WHERE EMPERORS WERE CROWNED
Sumela, the most famous of the Black Sea monasteries, was built into the Side of this 1300-meter-high mountain in the 4th century as a secret place of worship in the early days of Christianity. Acquiring in time a height of 17 m, a length of 40 m and a width of 14 m, with 72 chambers adorned with frescoes of Jesus, Mary and the Apostles, it became the monastery where the Comnenus emperors were crowned. At times a famous religious center visited by leading men of religion, it was occasionally a place of exile and imprisonment as well. The fate of the gold candlesticks given to the monastery as gifts, the Bibles with gazelle-skin covers, the manuscript books, and a wooden fragment claimed to have come from the cross on which Christ was crucified have all mingled with the legends that surround the building. Some of these precious gifts have gone to Ankara, some to the Byzantine Museum in Athens, but most have been lost. But let us discuss the meaning of the name ‘Sumela’. Originating from the root ‘melas’, in Greek this word means dark or black.
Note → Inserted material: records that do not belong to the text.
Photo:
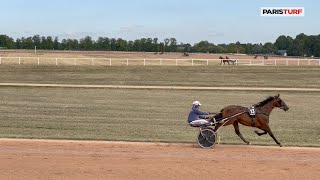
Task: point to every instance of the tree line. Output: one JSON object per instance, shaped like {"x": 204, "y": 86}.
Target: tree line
{"x": 301, "y": 45}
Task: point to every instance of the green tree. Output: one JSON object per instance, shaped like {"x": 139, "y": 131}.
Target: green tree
{"x": 86, "y": 43}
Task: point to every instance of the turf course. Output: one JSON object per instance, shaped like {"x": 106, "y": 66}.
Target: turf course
{"x": 151, "y": 115}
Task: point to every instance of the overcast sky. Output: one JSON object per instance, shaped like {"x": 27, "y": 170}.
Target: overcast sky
{"x": 189, "y": 21}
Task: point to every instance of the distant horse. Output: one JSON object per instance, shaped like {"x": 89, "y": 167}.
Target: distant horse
{"x": 261, "y": 119}
{"x": 227, "y": 60}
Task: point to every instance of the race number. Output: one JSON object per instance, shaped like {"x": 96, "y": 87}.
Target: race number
{"x": 252, "y": 111}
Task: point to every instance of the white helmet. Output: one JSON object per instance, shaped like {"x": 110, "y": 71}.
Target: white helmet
{"x": 197, "y": 103}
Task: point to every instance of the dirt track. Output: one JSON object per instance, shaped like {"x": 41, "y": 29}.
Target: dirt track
{"x": 159, "y": 87}
{"x": 53, "y": 159}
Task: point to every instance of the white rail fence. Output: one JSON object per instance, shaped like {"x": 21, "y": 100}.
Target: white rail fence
{"x": 177, "y": 62}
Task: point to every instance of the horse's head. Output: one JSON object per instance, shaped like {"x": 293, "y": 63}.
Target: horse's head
{"x": 280, "y": 103}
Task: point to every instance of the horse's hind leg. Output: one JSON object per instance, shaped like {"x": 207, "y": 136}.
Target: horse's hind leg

Semavi Eyice says the monastery was named for the icon of the ‘Black Mary’ once found there (now in Greece). Accordingly, the name of the mountain is also Oros Melas (Karadag or ‘black mountain’ in Turkish). The frescoes seen today at the monastery, which was looted and burned, date from the restoration of 1740. A restoration by the Turkish Ministry of Culture has also been under way for more than ten years. After touring the monastery, rest your bones in the garden next to the spring, a place where numerous Christians and Muslims come to find a cure for their maladies. Trabzon, melting pot of religions, haunt of rebels against oblivion.